She stood by the window overlooking her little garden. She’d planted pumpkins this year for Wendy; they were going to pick one to decorate this afternoon. In all her seventy-four years, she’d never found a place that felt so much like home. She wouldn’t give up this small bit of heaven for any amount of money.
“The Lilac Bower isn’t for sale,” Minnie said for the fourth time in their conversation. “Why won’t you tell me who you represent?”
“The buyer wishes to remain anonymous for the time being,” the lawyer said.
That puzzled her even more. Who would pay a million dollars for a bed and breakfast? It certainly wasn’t worth that much. Sure, she did a good business during tourist season, but things certainly slowed in the fall. Any meager profit she’d made had gone right back into maintaining the three-storey Victorian. New driveway, new furnace, new bathroom fixtures. Mark, her nephew and personal handyman, had a list as long as her arm of needed repairs, not the least of which was a new roof and an air conditioning system. A million dollars could only be a joke.
“Well, if your client is serious about this offer, they can come and talk to me in person. I’m not interested in selling anyway, but I’m certainly not interested in dealing with someone who won’t say who they are.”
“I’ll pass on your message. We’ll be in touch.” The lawyer disconnected.
Minnie tossed her phone down. It slid across the kitchen counter and fell on the floor. The battery case fell out again. She sighed and rubbed her forehead, bending to pick up the phone and the battery that had rolled under the edge of the refrigerator. After clicking the pieces back together, she put the phone in its charger and returned to the grocery bags covering the kitchen island.
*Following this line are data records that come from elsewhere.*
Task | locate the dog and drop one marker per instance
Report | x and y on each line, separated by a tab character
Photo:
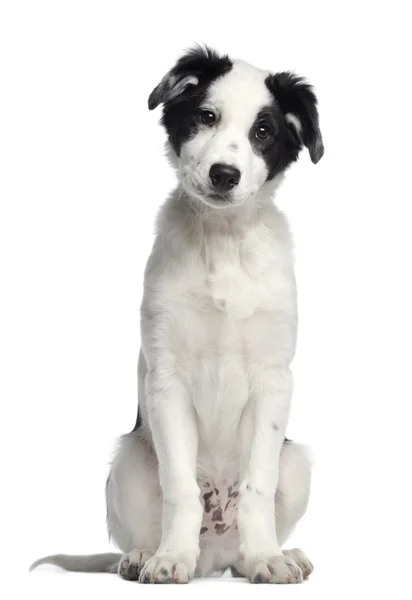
207	481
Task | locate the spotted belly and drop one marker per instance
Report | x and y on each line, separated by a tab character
219	508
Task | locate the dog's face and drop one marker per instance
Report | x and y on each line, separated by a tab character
233	127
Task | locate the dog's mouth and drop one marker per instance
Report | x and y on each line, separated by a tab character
219	197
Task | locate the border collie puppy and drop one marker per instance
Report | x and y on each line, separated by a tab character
207	480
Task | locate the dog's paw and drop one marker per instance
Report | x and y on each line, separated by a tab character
301	560
168	568
276	569
131	564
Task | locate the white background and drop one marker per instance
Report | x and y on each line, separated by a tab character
82	175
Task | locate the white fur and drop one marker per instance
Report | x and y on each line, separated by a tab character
218	333
236	100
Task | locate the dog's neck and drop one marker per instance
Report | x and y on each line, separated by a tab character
230	219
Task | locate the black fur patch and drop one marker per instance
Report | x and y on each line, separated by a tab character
281	148
292	94
180	111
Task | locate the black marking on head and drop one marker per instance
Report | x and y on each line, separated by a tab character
296	97
183	90
280	148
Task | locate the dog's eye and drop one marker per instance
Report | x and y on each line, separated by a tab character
207	117
263	131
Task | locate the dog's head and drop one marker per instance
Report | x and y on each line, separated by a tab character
233	127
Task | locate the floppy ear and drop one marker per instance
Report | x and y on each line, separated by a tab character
170	87
298	103
195	68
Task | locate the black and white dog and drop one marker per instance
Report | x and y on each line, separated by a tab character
206	480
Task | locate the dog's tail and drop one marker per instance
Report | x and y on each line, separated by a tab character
92	563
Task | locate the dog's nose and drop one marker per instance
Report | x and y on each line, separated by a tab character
224	177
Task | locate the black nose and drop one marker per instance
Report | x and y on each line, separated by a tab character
224	177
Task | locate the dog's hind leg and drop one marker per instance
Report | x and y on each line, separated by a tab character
291	501
134	504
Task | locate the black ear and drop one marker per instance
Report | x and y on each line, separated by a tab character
197	67
298	103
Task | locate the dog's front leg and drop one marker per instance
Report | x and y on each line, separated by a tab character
173	426
263	430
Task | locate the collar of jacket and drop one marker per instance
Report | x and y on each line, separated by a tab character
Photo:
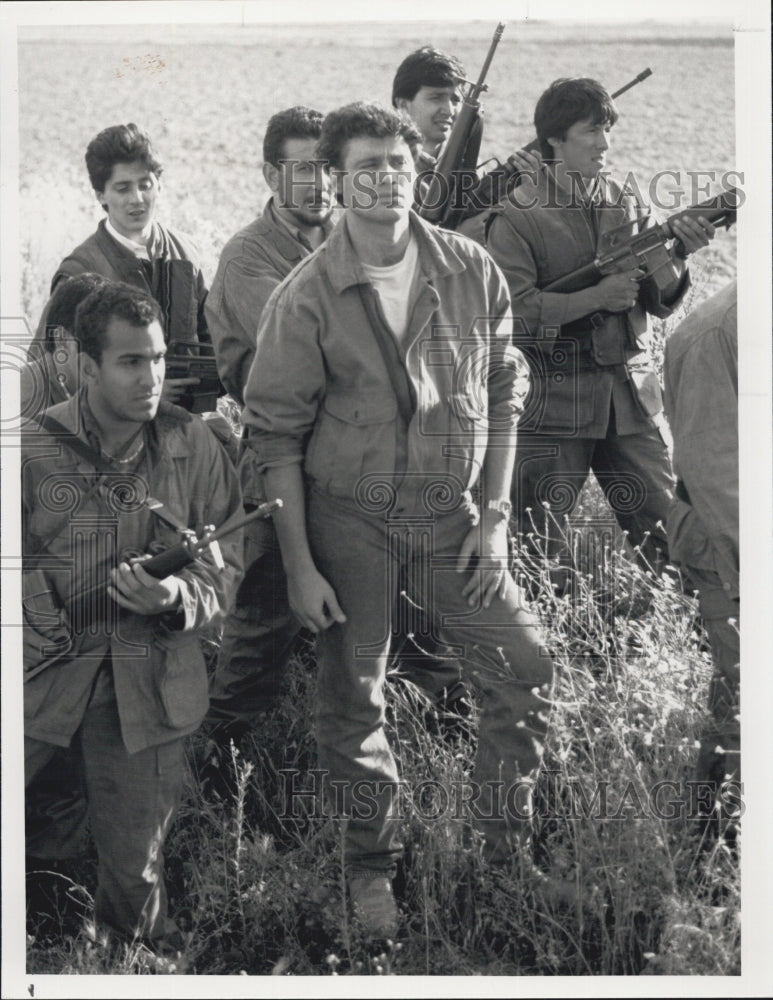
437	258
157	244
166	438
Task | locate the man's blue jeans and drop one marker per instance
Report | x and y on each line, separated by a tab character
362	552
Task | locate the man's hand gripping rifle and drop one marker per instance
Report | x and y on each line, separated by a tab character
191	547
650	250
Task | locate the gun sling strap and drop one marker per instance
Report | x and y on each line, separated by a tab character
398	376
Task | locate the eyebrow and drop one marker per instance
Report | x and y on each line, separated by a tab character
141	355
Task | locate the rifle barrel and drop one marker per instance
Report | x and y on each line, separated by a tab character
632	83
487	62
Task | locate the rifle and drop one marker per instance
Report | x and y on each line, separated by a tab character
88	607
439	201
495	184
192	359
648	250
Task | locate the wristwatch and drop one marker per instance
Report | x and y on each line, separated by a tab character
503	507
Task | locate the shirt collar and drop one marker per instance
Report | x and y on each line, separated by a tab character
138	249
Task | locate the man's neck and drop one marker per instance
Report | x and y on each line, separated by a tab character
139	239
573	182
379	245
113	434
314	235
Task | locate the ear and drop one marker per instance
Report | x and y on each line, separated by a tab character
271	176
88	367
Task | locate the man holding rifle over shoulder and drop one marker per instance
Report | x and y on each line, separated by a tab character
595	399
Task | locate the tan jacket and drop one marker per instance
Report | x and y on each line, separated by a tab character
252	264
158	667
319	390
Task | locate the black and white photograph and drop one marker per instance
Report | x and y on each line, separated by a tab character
386	456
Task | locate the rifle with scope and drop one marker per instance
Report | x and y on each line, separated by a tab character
649	250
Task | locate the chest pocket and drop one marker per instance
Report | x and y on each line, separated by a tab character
354	434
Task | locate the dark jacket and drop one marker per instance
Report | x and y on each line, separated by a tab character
173	278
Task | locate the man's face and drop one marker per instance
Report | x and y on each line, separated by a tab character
302	185
433	111
130	198
583	151
378	178
126	384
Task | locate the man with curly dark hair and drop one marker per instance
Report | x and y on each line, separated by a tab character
130	245
384	389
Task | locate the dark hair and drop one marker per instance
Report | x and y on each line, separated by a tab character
114	298
426	67
294	123
67	296
360	119
118	144
570	100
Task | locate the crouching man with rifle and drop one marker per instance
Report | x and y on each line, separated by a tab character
111	477
595	401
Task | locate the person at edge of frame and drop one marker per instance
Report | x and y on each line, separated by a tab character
51	374
119	675
261	629
596	402
364	411
700	374
130	245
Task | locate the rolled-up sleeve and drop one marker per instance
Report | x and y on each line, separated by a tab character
286	381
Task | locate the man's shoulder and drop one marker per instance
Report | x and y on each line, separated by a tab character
713	320
183	245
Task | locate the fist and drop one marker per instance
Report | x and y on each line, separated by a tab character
619	292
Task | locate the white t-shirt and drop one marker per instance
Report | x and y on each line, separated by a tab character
394	285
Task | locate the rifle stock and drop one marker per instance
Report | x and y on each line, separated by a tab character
192	359
645	250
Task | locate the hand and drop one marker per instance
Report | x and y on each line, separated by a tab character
526	162
313	600
134	589
174	388
693	234
487	541
619	292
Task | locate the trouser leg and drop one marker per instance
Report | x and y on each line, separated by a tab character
550	472
351	551
719	756
132	802
505	660
55	805
258	637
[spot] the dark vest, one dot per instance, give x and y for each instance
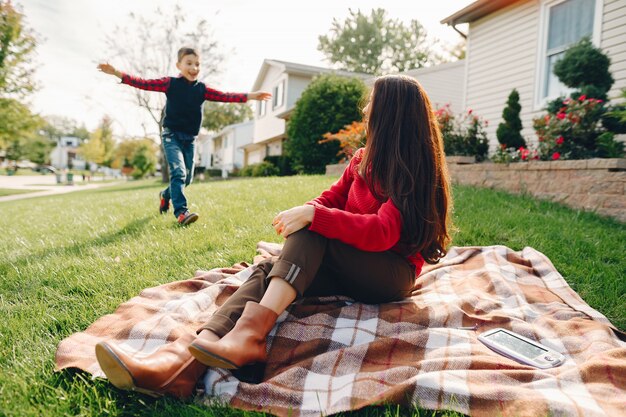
(183, 109)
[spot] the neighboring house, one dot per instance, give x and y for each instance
(286, 81)
(65, 154)
(223, 150)
(443, 83)
(515, 43)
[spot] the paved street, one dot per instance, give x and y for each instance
(43, 185)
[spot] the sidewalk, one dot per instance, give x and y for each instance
(43, 185)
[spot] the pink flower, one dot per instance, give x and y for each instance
(524, 153)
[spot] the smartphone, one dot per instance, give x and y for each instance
(521, 349)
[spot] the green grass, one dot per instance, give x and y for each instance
(66, 260)
(13, 191)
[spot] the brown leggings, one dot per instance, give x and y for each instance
(318, 266)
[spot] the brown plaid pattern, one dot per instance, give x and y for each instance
(331, 354)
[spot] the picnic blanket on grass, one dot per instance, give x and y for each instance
(332, 354)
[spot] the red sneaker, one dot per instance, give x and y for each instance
(186, 218)
(164, 205)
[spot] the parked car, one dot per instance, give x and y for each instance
(45, 169)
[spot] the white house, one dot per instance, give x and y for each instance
(65, 154)
(515, 43)
(223, 150)
(443, 83)
(286, 81)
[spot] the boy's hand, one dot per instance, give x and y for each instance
(259, 95)
(109, 69)
(290, 221)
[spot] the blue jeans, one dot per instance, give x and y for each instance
(179, 152)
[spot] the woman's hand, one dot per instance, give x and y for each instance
(290, 221)
(109, 69)
(259, 95)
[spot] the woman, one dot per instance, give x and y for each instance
(366, 237)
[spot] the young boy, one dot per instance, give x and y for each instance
(183, 116)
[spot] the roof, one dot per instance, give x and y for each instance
(476, 10)
(300, 69)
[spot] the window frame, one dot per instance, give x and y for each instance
(542, 48)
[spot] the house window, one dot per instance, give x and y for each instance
(262, 108)
(279, 94)
(566, 22)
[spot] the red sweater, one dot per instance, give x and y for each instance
(348, 212)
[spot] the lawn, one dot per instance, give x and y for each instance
(13, 191)
(67, 260)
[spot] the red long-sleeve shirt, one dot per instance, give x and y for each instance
(183, 109)
(350, 213)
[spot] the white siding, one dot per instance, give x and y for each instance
(502, 55)
(269, 126)
(443, 84)
(613, 42)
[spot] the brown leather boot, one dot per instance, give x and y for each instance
(243, 345)
(170, 370)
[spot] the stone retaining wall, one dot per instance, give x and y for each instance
(593, 184)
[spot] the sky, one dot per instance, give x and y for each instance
(71, 41)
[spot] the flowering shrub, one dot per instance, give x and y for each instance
(351, 138)
(463, 135)
(574, 131)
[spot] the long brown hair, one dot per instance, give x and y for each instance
(404, 160)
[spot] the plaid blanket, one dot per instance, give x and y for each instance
(328, 355)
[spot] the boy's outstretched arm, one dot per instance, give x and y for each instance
(160, 84)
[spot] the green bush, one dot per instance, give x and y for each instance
(509, 132)
(463, 135)
(586, 69)
(328, 104)
(262, 169)
(282, 162)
Calls like that always upset her. She’d finally found a place she could call home, a place where she could reconcile all her memories, and someone wanted to take it from her. She wouldn’t sell. She’d saved up the money to pay cash for it, had labored through five years of renovations, installing new bathroom fixtures, restoring hardwood floors and crown molding, and removing purple paint from every surface inside and out. There was still work to do, but the rooms were finally shaping up as she’d envisioned them, and she wasn’t going to give up now.